The Christian Socrates

"The Christian Socrates," review of Dissent and Philosophy in the Middle Ages: Dante and His Precursors, by Ernest L. Fortin, Claremont Review of Books, Fall 2003.

Excerpt:

The late Ernest L. Fortin was a priest in the Assumptionist order who taught for many years at Assumption College and Boston College. This book is a translation of the original edition, published in French in 1981. It is the work of a man not solely a medieval specialist but very learned in the history of Christian (and other) theology and in the history of philosophy from Plato to Heidegger. Yet of all the things he knew—for Ernest Fortin did not specialize by closing his mind to distractions—it was Dante whom he chose for his first love among thinkers. Fortin’s book is not a textual study and instead rather takes for granted an acquaintance with the Divine Comedy and the Monarchy as if his primary audience were our contemporary Dante scholars. Those scholars are instructed by him in an elementary point of which they know nothing and yet need to know before anything else. The rest of us, with less at stake in the way of published opinions, read with growing fascination as a master leads us to the riddles of Dante (and through some of them). All of Dante’s riddles, we are promised, have an answer.

The elementary point is the “political mode” in which Dante wrote. The mode is political not in content so much as in manner, the politic manner of one who, while not adopting the opinions his fellow citizens live by, does not confront or challenge those opinions and thus induce those citizens to defend them by attacking him. The influence of Leo Strauss is easy to recognize in this point, and Fortin was indeed an unabashed Straussian. But he introduces the political mode with more intellectual history than Strauss was wont to provide in his published works.

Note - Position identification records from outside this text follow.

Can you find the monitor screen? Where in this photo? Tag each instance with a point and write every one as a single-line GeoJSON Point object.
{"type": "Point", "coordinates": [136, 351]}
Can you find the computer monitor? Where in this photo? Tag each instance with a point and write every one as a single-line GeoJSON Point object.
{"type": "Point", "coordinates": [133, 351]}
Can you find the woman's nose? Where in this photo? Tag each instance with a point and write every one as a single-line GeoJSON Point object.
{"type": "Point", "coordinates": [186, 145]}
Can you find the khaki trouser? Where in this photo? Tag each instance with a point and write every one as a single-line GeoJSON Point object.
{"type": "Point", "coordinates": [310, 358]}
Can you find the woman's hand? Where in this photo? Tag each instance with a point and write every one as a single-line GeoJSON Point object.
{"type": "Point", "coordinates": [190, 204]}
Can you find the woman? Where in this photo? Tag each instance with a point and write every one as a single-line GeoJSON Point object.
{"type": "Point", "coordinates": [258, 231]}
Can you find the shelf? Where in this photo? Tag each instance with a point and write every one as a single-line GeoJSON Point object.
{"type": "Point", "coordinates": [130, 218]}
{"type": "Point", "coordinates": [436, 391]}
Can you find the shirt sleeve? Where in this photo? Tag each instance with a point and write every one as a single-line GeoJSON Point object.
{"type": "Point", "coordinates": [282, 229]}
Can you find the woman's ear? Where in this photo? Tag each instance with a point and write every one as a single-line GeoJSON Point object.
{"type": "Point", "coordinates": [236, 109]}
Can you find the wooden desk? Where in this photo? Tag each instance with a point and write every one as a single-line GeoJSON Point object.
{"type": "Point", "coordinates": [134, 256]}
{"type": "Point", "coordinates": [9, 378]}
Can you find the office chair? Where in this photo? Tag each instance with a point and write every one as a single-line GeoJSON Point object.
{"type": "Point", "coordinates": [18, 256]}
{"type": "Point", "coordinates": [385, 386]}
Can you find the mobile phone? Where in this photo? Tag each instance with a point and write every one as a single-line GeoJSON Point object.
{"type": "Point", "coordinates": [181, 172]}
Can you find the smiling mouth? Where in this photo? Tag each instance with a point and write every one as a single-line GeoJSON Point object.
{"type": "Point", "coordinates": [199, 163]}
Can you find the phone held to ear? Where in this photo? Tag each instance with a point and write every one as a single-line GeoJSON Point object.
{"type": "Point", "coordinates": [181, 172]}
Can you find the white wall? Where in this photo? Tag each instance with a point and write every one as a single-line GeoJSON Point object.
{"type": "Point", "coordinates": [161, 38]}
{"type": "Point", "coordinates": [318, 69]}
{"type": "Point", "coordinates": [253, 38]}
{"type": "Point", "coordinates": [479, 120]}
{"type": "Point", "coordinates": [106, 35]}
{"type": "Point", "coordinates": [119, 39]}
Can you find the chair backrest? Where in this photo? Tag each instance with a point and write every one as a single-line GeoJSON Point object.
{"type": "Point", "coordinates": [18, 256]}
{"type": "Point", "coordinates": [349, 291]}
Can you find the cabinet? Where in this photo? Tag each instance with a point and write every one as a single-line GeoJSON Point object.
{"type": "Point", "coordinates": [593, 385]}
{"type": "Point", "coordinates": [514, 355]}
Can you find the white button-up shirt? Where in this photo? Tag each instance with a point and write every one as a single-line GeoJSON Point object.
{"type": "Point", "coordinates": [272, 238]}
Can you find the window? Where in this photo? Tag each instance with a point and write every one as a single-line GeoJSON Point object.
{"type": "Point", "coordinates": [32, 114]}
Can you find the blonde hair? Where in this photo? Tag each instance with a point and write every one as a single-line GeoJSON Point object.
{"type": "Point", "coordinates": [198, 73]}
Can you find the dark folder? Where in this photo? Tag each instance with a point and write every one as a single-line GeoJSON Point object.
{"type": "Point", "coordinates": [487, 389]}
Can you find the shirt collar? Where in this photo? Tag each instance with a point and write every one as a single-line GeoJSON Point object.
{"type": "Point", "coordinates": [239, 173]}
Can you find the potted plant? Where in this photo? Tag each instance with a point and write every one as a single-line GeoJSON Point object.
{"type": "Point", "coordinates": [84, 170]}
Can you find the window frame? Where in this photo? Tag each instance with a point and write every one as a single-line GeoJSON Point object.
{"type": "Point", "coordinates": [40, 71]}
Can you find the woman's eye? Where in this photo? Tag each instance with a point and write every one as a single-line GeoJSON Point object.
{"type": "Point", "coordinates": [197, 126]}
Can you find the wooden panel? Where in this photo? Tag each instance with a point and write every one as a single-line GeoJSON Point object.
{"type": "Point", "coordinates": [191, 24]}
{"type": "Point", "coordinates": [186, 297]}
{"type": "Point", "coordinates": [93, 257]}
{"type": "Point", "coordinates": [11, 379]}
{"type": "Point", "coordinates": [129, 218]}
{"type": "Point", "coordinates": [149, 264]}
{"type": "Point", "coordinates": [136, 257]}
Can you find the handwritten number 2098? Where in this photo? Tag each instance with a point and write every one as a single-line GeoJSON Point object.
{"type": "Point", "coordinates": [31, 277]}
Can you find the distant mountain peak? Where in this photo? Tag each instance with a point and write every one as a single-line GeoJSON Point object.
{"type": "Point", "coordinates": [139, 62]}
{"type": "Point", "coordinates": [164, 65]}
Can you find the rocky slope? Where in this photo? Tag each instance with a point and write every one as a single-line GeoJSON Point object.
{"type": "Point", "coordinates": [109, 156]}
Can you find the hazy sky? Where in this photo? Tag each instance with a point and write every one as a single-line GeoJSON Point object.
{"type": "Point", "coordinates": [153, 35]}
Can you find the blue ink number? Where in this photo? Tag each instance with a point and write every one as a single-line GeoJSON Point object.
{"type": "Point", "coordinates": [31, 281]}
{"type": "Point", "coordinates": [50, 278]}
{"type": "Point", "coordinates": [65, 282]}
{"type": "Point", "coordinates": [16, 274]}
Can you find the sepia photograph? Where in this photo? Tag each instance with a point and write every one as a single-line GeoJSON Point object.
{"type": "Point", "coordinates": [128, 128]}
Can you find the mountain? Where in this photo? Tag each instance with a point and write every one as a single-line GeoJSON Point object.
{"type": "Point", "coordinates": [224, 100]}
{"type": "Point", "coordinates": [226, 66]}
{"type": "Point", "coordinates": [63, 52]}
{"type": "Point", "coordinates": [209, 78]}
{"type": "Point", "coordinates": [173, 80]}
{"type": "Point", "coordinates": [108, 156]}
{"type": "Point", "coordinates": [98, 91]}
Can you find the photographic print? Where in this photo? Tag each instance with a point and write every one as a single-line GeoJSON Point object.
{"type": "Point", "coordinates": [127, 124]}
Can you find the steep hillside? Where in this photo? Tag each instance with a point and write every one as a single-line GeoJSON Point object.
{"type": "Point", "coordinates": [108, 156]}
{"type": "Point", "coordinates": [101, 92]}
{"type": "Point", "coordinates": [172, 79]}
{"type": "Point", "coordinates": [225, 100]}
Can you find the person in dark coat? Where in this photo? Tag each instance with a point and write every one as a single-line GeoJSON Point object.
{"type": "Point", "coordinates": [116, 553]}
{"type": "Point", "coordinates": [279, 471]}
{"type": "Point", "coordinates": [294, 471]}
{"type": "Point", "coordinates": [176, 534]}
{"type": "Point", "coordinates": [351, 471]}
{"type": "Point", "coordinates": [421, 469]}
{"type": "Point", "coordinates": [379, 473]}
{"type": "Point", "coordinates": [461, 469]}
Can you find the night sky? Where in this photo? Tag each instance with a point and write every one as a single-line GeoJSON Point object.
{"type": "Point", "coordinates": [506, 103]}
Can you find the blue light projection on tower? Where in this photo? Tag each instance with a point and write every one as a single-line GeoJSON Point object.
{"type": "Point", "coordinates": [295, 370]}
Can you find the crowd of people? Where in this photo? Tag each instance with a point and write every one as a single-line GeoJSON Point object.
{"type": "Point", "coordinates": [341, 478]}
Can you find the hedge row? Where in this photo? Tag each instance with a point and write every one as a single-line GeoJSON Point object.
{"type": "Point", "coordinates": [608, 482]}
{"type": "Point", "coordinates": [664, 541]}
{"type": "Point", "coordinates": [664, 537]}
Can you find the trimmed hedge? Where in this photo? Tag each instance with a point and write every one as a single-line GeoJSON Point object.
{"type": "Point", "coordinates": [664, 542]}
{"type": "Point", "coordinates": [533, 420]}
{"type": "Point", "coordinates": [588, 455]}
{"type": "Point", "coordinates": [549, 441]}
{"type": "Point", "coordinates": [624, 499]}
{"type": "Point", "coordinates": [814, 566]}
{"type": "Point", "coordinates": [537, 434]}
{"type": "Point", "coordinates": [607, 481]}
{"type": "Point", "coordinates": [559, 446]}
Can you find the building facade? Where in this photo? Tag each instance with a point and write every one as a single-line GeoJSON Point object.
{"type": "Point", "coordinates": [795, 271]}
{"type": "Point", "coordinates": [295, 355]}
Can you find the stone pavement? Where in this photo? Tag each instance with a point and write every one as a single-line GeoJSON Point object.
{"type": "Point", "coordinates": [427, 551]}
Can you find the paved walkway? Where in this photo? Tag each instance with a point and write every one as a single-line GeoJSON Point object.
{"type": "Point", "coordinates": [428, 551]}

Three chapters at the beginning of the book set forth, first, a survey of the political mode among ancients, medievals, and moderns; second, a discussion of its use by Al-Farabi and Maimonides; and third, a description of the “crisis of the 13th century” in the Christian world. In the latter chapter, Fortin contrasts the Condemnation of Philosophy (1277) by Etienne Tempier, bishop of Paris (recommended for inspection by Fortin), and the over-enthusiastic Aristotelianism of Siger of Brabant and Boethius of Dacia; and takes a glance at St. Thomas Aquinas (not much interested in the politics of his time), before finally reaching Dante. All this is intellectual history of the right kind because it recognizes the permanent problem of speaking truth to power and does not assume (as does the historicism of our day) that opinions contrary to those in power at any historical period are not capable of being thought or held merely because they are not stated blatantly or shouted from rooftops.

Fortin takes a dim view of the boast he quotes from the 19th-century historian Ernest Renan: “I am the first to recognize that we have nothing or almost nothing to learn either from Averroes or the Arabs or the Middle Ages.” (He means he was the first competent person to hold that view.) But the political mode Fortin presents offers a distinctively medieval view of the permanent question as to what is politics. Today we might look to Carl Schmitt, who on the model of Hobbes (he believed) defines politics as the conflict between friends and enemies: politics is division. This opinion is also expressed by Polemarchus in Plato’s Republic, where it is received by Socrates at first with skepticism and later with agreement in some part. Machiavelli, at the beginning of his Discourses on Livy, applies the politics of division to parties within the city and concludes, contrary to Plato, that internal party divisions can within limits be tolerable and even healthy.